Like other college towns, Gainesville, Fla., is a haven for alternative lifestyles. David is slow to catch on, but in his junior year, everything changes for this liberal arts major. A relationship ends; he loses interest in his courses; he stays home masturbating before his laptop, then throws it in the tub in self-disgust. Salvation comes when he runs into two Dumpster divers, Thomas and Liz. He knows Thomas from their suburban Miami childhood. They take him back to Fishgut, their dilapidated house with its floating population of punks. There he meets Katy, and his emancipation is complete. He’s dropped out.
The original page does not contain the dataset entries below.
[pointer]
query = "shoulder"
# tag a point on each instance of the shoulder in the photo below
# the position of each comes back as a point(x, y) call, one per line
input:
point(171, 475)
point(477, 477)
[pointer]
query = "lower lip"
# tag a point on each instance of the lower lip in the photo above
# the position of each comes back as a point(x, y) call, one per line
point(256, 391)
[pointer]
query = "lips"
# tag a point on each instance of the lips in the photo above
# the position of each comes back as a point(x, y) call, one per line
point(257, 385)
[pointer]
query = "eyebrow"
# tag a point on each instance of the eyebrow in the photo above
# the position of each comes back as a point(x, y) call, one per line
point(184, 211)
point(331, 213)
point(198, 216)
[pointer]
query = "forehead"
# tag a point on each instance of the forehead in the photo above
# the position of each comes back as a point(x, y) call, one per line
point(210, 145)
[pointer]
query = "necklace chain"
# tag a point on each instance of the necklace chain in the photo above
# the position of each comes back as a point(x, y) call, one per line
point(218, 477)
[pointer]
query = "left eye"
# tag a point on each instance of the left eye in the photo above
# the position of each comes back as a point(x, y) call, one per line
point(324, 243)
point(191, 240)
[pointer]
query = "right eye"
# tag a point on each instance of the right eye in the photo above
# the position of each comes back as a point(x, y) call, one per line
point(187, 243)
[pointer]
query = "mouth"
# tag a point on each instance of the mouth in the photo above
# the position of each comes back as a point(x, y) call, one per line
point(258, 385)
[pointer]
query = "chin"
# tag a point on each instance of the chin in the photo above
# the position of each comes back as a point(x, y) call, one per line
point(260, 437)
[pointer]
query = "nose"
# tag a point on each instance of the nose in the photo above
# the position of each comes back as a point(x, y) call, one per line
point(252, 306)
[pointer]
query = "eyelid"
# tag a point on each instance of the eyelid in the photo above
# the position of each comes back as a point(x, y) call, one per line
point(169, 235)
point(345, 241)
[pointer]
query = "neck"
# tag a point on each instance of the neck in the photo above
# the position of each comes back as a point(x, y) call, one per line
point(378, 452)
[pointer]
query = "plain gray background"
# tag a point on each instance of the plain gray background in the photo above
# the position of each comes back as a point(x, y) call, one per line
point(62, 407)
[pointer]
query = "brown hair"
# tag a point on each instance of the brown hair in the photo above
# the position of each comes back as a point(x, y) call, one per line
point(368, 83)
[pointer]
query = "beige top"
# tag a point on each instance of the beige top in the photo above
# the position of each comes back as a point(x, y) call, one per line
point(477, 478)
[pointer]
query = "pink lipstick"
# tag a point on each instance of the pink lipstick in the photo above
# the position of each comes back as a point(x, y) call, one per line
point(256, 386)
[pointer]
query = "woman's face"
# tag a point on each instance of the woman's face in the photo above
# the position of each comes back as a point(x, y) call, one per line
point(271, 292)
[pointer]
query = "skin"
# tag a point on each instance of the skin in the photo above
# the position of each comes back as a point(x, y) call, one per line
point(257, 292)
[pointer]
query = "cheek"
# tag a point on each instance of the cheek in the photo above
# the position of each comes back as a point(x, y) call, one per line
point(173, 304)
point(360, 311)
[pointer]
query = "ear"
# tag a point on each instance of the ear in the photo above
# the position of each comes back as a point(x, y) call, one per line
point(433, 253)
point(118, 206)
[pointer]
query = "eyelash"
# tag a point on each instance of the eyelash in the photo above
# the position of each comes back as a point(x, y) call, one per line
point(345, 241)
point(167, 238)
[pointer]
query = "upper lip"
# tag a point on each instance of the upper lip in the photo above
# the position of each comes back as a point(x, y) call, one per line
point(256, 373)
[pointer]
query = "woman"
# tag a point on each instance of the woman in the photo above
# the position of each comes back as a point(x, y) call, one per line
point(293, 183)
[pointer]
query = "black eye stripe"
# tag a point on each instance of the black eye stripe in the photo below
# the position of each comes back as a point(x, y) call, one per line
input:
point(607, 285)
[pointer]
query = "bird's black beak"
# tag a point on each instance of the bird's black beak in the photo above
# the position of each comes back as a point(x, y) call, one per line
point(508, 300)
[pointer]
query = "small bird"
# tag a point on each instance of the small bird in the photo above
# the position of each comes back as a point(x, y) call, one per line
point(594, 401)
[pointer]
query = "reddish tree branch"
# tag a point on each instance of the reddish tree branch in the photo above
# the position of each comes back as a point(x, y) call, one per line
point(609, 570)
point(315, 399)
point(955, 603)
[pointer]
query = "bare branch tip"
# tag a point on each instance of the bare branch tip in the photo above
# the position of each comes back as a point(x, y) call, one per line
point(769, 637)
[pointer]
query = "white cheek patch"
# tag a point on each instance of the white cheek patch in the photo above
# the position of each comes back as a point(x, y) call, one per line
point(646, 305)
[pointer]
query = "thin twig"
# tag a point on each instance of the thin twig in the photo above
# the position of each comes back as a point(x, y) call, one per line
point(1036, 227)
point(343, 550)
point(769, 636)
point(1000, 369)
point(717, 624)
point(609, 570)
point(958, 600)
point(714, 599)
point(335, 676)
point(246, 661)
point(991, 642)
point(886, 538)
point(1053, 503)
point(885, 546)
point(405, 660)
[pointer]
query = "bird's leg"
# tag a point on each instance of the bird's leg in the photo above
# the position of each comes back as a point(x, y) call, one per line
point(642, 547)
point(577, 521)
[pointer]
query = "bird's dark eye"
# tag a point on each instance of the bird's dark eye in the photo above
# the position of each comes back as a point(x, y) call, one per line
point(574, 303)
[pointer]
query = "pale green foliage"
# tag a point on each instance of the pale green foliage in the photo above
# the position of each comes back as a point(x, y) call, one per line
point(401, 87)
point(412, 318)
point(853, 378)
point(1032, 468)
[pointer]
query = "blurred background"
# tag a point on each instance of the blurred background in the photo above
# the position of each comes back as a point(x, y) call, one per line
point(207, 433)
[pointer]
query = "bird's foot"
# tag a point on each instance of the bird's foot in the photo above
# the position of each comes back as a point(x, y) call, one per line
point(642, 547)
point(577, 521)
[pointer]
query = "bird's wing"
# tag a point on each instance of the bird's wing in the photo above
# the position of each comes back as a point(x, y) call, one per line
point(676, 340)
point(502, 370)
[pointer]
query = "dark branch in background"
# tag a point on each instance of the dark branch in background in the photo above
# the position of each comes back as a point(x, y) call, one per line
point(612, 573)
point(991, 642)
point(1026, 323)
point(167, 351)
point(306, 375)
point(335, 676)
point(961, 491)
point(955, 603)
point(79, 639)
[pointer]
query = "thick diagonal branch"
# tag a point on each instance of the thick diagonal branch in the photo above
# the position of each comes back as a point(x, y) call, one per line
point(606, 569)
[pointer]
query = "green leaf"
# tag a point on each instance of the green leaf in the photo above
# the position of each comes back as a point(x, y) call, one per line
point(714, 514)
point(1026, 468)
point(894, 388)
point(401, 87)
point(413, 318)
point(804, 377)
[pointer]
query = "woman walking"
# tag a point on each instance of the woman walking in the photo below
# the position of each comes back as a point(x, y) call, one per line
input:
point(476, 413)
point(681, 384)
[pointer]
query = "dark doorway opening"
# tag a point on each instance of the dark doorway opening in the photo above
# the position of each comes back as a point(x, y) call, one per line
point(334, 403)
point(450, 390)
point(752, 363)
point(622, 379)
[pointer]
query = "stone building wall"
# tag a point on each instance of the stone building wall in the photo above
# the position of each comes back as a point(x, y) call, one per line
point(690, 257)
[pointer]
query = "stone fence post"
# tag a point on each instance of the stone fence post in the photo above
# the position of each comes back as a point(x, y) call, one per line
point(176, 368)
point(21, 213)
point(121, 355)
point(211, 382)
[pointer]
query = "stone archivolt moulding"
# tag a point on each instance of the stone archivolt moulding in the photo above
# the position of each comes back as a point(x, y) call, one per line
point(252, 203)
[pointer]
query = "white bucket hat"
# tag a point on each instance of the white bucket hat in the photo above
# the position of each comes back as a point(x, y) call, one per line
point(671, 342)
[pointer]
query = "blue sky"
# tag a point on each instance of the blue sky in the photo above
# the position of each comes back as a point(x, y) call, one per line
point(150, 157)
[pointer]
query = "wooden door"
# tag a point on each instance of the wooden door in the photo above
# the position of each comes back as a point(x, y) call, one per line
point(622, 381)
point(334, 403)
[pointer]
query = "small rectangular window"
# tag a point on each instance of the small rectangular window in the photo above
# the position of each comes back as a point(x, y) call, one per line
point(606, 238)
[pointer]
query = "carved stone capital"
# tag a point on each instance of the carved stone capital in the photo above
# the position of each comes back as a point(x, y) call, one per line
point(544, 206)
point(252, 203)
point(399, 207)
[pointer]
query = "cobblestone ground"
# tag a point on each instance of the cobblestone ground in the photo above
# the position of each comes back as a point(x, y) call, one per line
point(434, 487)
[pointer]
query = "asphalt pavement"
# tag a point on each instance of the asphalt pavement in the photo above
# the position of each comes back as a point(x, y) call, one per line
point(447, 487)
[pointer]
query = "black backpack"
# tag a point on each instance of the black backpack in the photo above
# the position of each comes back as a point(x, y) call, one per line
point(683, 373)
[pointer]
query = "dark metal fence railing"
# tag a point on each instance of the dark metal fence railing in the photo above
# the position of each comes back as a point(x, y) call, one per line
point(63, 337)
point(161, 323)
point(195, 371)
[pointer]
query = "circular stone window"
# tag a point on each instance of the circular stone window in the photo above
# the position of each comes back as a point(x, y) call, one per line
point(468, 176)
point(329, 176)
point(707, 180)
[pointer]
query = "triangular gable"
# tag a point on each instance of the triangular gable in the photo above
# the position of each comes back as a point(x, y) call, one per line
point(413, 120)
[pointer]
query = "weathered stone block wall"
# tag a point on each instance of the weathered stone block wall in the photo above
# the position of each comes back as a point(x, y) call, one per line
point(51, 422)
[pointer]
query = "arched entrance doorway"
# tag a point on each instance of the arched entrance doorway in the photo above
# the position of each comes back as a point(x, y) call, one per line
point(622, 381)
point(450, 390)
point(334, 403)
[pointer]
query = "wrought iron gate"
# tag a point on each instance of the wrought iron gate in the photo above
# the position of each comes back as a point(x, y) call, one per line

She’s a generous earth-mother type, as willing to share her body with this newcomer as with her girlfriend Liz. (Taylor writes sex wonderfully well.) She’s also a self-styled Anarchristian, happily blending anarchy and Christianity, unlike those uptight Catholic students at the church reception they attend for a goof (and for the free food). What really fires Katy up is her discovery of a notebook buried in their yard. It belonged to Parker, Fishgut’s mysterious founder. Katy takes its religious and philosophical ramblings as the ultimate truth, the Gospel. David, now her ardent disciple, edits it with her into a pamphlet, perfect for the Millennium (the story is set in 1999). Not everyone is sold; Thomas, an atheist Jew, leaves Fishgut for the Battle of Seattle after maliciously inserting a line of bull into the Gospel. Taylor’s nimble analysis of these schisms recalls T.C. Boyle’s Drop City, but he lacks Boyle’s sense of direction. That might have taken us to Parker, who remains an enigma, while Katy’s further development stalls. Excerpts from the Gospel serve as filler, and momentum drains away among a variety of voices.
Taylor nails The Scene, but at the expense of the story.